300 foguetes são lançados contra Israel; Netanyahu exige que Jihad Islâmica interrompa ataques

Após o lançamento de 300 foguetes contra Israel, o primeiro-ministro israelense, Benjamin Netanyahu, exigiu nesta quarta-feira que a Jihad Islâmica suspenda os ataques contra o país a partir de Gaza. “Eles têm uma única opção: interromper os ataques ou enfrentar mais e mais ações (de Israel). A escolha é deles”, disse Netanyahu após se reunir com seu gabinete de segurança.

Netanyahu voltou a afirmar que Israel não quer uma nova escalada em Gaza, mas que vai agir para garantir a segurança de seus cidadãos. “A mensagem é essa e seria melhor que a Jihad Islâmica entenda isso agora”, advertiu.

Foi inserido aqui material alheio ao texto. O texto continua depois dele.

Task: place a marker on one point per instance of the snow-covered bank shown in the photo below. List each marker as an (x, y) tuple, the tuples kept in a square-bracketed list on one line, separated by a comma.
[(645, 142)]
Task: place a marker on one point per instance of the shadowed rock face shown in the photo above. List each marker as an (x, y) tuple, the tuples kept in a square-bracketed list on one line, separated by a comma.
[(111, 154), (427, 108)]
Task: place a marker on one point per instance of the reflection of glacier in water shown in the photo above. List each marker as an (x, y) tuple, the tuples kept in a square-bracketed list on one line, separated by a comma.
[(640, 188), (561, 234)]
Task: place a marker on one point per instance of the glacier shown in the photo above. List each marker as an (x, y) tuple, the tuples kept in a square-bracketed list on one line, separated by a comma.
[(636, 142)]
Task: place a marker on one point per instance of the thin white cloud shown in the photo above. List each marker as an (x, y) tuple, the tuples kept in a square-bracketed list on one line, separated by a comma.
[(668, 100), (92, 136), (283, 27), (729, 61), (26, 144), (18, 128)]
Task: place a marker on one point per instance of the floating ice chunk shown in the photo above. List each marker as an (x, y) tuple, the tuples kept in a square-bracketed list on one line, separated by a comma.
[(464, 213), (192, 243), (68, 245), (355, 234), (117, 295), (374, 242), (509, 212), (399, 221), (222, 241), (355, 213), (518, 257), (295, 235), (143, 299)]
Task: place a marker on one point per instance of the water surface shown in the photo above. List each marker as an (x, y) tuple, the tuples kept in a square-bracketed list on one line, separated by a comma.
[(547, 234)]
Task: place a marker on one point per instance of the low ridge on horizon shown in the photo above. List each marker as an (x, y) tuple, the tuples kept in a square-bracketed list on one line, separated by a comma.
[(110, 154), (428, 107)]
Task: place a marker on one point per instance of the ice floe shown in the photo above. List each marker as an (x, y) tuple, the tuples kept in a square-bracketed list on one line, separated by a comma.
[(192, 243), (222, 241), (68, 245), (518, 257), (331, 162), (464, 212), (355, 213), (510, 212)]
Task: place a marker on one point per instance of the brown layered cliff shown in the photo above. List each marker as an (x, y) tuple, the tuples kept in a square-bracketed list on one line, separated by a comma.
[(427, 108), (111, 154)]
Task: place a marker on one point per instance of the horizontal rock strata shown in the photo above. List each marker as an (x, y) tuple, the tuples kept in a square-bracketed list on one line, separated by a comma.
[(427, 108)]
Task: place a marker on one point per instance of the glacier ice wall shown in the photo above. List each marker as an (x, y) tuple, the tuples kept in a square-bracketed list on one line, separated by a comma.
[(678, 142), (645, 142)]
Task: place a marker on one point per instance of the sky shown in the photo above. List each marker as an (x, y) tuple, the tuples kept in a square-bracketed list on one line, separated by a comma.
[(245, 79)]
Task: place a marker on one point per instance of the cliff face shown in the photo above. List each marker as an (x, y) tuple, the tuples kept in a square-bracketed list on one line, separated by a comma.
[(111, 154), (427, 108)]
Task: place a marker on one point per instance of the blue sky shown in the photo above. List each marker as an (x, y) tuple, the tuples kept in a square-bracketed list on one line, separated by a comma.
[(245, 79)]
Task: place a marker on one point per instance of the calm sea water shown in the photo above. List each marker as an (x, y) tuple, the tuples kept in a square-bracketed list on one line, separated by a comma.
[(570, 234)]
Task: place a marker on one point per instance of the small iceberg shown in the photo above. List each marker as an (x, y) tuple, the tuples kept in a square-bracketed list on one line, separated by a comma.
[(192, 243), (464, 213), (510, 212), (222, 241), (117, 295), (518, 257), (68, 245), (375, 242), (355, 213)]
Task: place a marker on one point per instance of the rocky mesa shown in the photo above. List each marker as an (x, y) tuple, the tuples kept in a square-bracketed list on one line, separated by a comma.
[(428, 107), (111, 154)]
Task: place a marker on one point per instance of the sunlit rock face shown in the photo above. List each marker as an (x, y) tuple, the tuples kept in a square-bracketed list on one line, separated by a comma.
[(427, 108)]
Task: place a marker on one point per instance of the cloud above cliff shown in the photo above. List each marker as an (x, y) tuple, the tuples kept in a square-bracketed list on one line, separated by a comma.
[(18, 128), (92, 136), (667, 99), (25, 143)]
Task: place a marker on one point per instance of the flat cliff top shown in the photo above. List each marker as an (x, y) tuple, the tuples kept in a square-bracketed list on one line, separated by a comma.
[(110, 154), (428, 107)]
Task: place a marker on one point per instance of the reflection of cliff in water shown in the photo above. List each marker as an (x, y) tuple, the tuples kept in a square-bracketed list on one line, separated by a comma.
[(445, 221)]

“Continuamos a atingir a Jihad Islâmica depois de eliminar seu comandante na Faixa de Gaza”, disse Netanyahu, referindo-se à morte de Baha Abu al-Ata, que deu início à escalada. “Ele foi o responsável por grande parte dos ataques terroristas vindos de Gaza desde o ano passado e planejava realizar novos ataques nos próximos dias”, acrescentou Netanyahu.

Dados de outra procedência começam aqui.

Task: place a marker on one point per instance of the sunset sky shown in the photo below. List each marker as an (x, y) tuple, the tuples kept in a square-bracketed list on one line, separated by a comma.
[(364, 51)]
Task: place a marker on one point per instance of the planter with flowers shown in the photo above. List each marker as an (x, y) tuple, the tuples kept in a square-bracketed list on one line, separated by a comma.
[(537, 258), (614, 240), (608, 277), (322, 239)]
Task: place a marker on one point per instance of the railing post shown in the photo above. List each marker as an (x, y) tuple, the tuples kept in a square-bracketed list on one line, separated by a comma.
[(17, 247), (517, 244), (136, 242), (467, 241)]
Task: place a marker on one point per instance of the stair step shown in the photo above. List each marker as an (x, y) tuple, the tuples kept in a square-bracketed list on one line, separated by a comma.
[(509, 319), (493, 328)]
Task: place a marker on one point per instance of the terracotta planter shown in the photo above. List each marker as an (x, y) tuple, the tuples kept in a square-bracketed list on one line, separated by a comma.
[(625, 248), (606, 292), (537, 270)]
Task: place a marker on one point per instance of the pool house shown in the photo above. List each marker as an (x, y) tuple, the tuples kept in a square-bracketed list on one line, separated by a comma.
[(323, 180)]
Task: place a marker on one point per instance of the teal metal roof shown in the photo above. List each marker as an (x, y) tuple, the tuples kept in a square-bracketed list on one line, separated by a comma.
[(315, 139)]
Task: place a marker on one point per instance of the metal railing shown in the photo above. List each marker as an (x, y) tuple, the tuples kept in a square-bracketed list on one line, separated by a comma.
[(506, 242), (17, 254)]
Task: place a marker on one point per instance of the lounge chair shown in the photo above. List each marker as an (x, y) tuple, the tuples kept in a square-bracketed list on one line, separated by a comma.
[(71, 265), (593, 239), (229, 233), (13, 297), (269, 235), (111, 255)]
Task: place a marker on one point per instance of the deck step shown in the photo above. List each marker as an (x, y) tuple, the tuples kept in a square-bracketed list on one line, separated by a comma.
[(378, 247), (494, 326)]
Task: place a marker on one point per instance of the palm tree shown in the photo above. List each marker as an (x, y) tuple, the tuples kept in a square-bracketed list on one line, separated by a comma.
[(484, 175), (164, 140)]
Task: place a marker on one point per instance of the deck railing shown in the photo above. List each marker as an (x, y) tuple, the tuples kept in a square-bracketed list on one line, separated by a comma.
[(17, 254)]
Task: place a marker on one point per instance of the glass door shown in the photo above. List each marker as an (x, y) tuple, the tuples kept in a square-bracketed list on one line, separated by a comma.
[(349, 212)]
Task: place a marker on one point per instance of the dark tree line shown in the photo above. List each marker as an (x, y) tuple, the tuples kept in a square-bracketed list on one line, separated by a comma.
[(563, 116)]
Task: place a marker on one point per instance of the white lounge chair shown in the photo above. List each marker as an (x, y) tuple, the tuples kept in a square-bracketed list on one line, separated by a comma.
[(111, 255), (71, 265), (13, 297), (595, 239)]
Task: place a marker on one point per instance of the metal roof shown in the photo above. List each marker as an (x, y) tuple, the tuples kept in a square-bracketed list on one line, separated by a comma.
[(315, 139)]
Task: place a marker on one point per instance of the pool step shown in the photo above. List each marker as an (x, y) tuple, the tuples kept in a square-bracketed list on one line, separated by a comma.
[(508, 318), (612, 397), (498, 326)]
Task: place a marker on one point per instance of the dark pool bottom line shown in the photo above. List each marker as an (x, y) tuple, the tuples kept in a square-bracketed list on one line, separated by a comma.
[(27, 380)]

Cerca de 300 foguetes foram lançados desde ontem pela manhã contra cidades e comunidades israelenses próximas à fronteira de Gaza.
O novo ministro da Defesa, Naftali Bennet, também advertiu: “Ontem pela manhã, as forças de segurança tomaram as medidas vitais necessárias para a segurança de Israel. Baha Abu al-Ata era um arquiteto terrorista da Jihad Islâmica que trabalhou para aterrorizar cidadãos israelenses. Ele foi eliminado. Fizemos isso ontem e não hesitaremos em agir no futuro, se necessário”.

O ministro da Segurança Pública, Gilad Erdan, elogiou a iniciativa do líder do Azul e Branco, Benny Gantz, pelo apoio dado a Netanyahu na operação em Gaza. “As lacunas não são grandes, mas (a iniciativa de Gantz) é algo que demonstra nossa necessidade de unidade”, disse ele referindo-se aos esforços para a formação de uma coalizão de governo após as eleições de setembro. “Se o Hamas não entender a nossa mensagem e se tivermos que adotar uma ampla operação em Gaza, é claro que seria melhor que fosse com total consenso”, disse ele.

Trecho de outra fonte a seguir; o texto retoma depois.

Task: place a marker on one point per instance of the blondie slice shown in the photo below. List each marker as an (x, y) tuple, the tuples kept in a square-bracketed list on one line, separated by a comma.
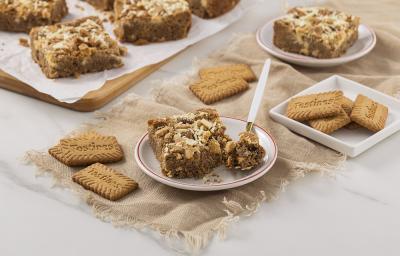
[(73, 48), (245, 153), (317, 32), (188, 145), (103, 5), (22, 15), (145, 21), (211, 8)]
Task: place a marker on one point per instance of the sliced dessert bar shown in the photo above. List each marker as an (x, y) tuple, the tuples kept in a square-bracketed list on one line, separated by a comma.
[(188, 145), (73, 48), (211, 8), (22, 15), (317, 32), (244, 154), (145, 21)]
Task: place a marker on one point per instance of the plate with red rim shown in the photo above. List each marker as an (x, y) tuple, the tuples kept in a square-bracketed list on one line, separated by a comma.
[(229, 178), (365, 43)]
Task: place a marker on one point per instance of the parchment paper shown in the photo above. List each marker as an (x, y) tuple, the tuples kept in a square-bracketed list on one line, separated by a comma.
[(16, 60)]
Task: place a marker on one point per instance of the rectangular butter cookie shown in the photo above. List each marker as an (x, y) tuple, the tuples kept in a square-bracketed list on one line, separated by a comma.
[(315, 106), (330, 124), (105, 181), (368, 113), (234, 70), (215, 89)]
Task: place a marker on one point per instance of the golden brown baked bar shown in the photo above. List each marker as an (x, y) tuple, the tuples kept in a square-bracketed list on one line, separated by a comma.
[(316, 31), (244, 154), (73, 48), (211, 8), (145, 21), (188, 145), (104, 5), (22, 15)]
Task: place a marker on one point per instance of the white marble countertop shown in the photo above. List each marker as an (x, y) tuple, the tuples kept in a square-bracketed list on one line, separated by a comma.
[(358, 213)]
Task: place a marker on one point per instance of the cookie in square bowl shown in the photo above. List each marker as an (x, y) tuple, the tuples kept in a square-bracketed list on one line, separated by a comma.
[(348, 140)]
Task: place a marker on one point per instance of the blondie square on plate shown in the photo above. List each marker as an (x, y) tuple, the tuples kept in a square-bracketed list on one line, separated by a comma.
[(188, 145), (73, 48), (22, 15), (145, 21), (317, 32)]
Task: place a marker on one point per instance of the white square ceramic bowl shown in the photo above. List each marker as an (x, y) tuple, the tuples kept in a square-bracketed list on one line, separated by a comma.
[(347, 141)]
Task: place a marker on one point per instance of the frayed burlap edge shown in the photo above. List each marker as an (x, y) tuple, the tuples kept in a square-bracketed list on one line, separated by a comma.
[(192, 243)]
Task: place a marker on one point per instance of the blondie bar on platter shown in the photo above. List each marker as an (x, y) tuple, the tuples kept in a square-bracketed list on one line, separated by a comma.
[(188, 145), (316, 31), (146, 21), (22, 15), (73, 48)]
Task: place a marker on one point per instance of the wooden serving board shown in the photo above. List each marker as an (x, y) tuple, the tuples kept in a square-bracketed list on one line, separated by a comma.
[(92, 100)]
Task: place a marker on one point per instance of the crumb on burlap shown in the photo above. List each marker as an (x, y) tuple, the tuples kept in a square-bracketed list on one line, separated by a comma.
[(24, 42), (212, 178), (79, 7)]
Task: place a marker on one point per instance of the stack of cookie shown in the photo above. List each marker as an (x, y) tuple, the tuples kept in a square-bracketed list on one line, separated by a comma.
[(218, 83), (93, 150), (330, 111)]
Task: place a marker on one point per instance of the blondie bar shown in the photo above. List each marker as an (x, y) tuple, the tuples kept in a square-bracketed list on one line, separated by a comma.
[(244, 154), (103, 5), (22, 15), (211, 8), (73, 48), (317, 32), (188, 145), (145, 21)]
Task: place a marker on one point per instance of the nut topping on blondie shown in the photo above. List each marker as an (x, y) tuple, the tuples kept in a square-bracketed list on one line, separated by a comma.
[(22, 15), (316, 31), (76, 47), (188, 145), (145, 21)]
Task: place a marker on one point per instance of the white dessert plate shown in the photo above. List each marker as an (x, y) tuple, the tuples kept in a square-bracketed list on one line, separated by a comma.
[(365, 43), (351, 142), (148, 162)]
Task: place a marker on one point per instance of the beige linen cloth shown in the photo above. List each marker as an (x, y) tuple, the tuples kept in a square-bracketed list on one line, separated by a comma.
[(195, 217)]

Hoje, apesar da relativa calma na região próxima à fronteira de Gaza, as escolas e o comércio receberam ordens para permanecerem fechados.

A determinação incluiu as cidades do sul – Ashkelon, Ashdod, Beersheba e Yavne, o que significa que centenas de milhares de estudantes ficarão sem aula.

Erdan justificou a decisão de fechar escolas e outros locais nessas cidades e comunidades próximas à Gaza afirmando que um dos cenários apresentados pelas autoridades de segurança prevê o lançamento de novos foguetes contra a região.

O ministro Yuval Steinitz (das Minas e Energia) disse ao site de notícias da Ynet que a opção de uma operação terrestre na Faixa de Gaza não está descartada e que, apesar dos riscos de um novo conflito, “um dia não teremos outra opção a não ser essa”.